Making an object Immutable.

Definition: Immutable objects are those whose state(i.e object data) cannot change once the object has been constructed.

Making an object immutable:

1. Make the class final
2. Make the constructor parameterized, so that we need not allow setter methods
3. Make all fields final and private
4. Provide getter methods for retrieving values of fields.

Example:

public final class XYZ{

private final String name;

//constructor
public XYZ(String paramName){
name=paramName;

}

//getter method
public String getName(){
return name;

}

}

Important: Note that javadoc 1.4 includes the -tag option, whereby simple custom tags may be defined. One might define an @is.Immutable tag, for example, to document a class as being immutable

Use of immutable objects?

We have objects of type reference and value in java. All value objects should be immutable. Why, what is the point in making it immutable?

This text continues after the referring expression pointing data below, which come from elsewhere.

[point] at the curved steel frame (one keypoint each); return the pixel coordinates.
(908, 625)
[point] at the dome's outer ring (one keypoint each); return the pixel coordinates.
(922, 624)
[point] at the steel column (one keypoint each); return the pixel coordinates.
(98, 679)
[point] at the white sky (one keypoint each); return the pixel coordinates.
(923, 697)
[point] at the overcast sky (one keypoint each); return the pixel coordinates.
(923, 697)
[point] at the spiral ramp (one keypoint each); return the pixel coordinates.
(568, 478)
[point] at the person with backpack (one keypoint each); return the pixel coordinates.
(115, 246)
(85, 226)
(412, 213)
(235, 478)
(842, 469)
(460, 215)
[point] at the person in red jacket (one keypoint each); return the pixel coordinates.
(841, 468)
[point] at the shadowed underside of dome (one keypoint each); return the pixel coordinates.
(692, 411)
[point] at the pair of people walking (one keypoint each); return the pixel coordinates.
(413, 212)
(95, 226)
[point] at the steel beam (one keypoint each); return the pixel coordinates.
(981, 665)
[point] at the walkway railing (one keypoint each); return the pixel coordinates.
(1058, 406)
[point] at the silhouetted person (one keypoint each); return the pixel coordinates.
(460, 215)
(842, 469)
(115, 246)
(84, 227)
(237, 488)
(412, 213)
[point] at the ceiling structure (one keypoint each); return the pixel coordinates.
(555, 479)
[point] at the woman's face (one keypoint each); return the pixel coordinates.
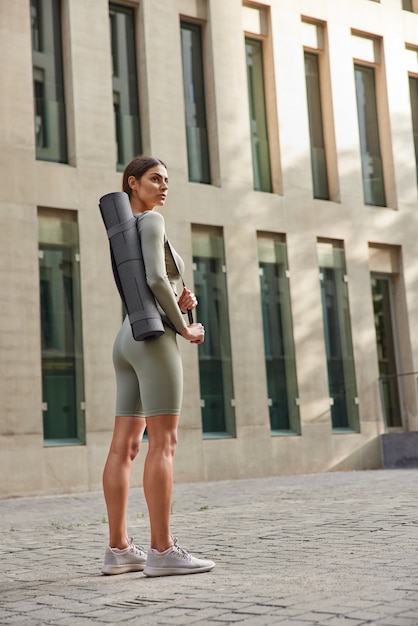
(150, 190)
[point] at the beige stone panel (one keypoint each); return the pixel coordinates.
(89, 80)
(410, 27)
(21, 459)
(308, 328)
(356, 451)
(254, 452)
(286, 456)
(56, 185)
(247, 344)
(188, 460)
(20, 381)
(291, 94)
(16, 88)
(98, 444)
(316, 447)
(220, 459)
(345, 113)
(362, 328)
(164, 84)
(65, 469)
(17, 176)
(230, 99)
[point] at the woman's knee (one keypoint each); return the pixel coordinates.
(162, 434)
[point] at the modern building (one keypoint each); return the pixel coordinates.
(290, 131)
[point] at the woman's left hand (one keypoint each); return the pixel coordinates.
(187, 300)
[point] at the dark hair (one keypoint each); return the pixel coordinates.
(137, 167)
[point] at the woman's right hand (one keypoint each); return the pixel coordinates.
(195, 333)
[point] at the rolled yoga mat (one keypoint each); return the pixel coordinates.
(128, 266)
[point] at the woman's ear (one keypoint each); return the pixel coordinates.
(131, 181)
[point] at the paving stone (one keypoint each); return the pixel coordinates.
(337, 549)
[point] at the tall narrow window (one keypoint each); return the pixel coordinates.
(194, 101)
(387, 348)
(278, 335)
(125, 84)
(337, 334)
(62, 357)
(408, 5)
(215, 364)
(258, 120)
(316, 129)
(413, 90)
(48, 81)
(371, 159)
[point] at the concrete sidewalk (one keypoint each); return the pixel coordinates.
(329, 549)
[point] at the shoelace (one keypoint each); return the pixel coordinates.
(181, 551)
(136, 549)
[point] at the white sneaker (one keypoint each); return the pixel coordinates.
(173, 561)
(132, 559)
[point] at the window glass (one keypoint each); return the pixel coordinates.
(278, 335)
(258, 119)
(337, 334)
(413, 90)
(371, 160)
(61, 335)
(194, 101)
(215, 363)
(48, 80)
(316, 130)
(125, 84)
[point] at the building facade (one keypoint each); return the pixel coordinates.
(290, 132)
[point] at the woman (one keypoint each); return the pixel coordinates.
(149, 381)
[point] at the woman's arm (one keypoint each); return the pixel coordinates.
(152, 230)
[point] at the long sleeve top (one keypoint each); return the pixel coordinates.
(160, 270)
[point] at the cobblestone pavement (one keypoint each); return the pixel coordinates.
(328, 549)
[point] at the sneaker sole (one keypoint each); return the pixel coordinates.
(174, 571)
(113, 570)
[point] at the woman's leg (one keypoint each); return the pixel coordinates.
(158, 477)
(127, 436)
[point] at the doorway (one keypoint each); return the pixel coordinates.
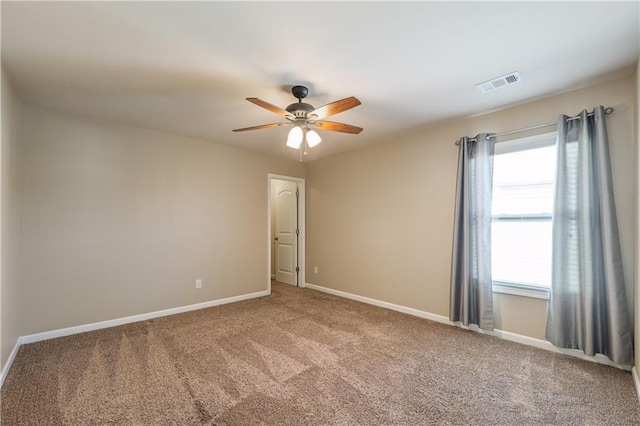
(286, 225)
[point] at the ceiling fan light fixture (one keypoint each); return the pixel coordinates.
(313, 138)
(295, 138)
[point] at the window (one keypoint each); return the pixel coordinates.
(523, 176)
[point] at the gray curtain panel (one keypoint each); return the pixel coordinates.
(471, 293)
(587, 303)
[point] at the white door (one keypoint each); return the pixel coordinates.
(286, 231)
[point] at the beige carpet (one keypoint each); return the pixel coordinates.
(302, 357)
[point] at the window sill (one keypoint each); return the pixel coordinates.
(521, 290)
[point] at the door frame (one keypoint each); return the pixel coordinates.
(301, 227)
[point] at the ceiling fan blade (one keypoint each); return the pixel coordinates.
(262, 126)
(267, 105)
(334, 108)
(337, 127)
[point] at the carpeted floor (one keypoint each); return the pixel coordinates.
(302, 357)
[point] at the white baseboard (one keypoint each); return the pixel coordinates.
(7, 365)
(31, 338)
(507, 335)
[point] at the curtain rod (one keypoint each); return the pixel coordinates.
(607, 110)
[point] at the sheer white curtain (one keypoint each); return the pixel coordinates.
(587, 304)
(471, 292)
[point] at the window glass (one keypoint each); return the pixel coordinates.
(522, 206)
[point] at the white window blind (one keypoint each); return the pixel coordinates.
(523, 178)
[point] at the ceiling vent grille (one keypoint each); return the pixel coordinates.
(499, 82)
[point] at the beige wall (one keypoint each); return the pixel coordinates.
(118, 221)
(637, 223)
(10, 225)
(379, 218)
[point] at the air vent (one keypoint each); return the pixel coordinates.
(497, 83)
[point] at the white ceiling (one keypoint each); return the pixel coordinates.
(186, 67)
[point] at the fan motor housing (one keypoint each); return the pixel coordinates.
(300, 109)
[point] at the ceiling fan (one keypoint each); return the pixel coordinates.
(305, 118)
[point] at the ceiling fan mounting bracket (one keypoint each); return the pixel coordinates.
(299, 92)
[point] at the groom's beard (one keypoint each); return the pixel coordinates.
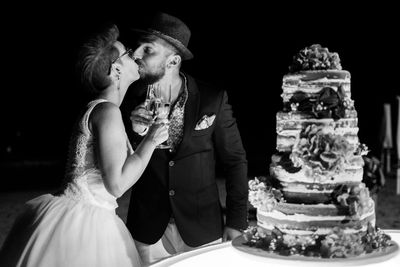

Let's solve this by considering an example:

Case 1: If value objects were not immutable
We have two objects Person A and Person B, sharing one value object, let's say date of birth. If this value object were not immutable, then when we update the date of birth of 'Person A', then 'Person B''s date of birth is also changed.

Case 2: If value objects are immutable (which is true):
In this case, we can easily understand that, if there is a date value object being accessed by 'Person A', and 'Person B' also wants a date object, then a new object is created, which is used specifically by 'Person B' only.

Excerpt from UML distilled by Martin Fowler - "In other words, you should not be able to take a date object of 1-Jan-99 and change the same date object to be 2-Jan-99. Instead, you should create a new 2-Jan-99 object and link to that first object. The reason is that if the date were shared, you would update another object's date in an unpredictable way."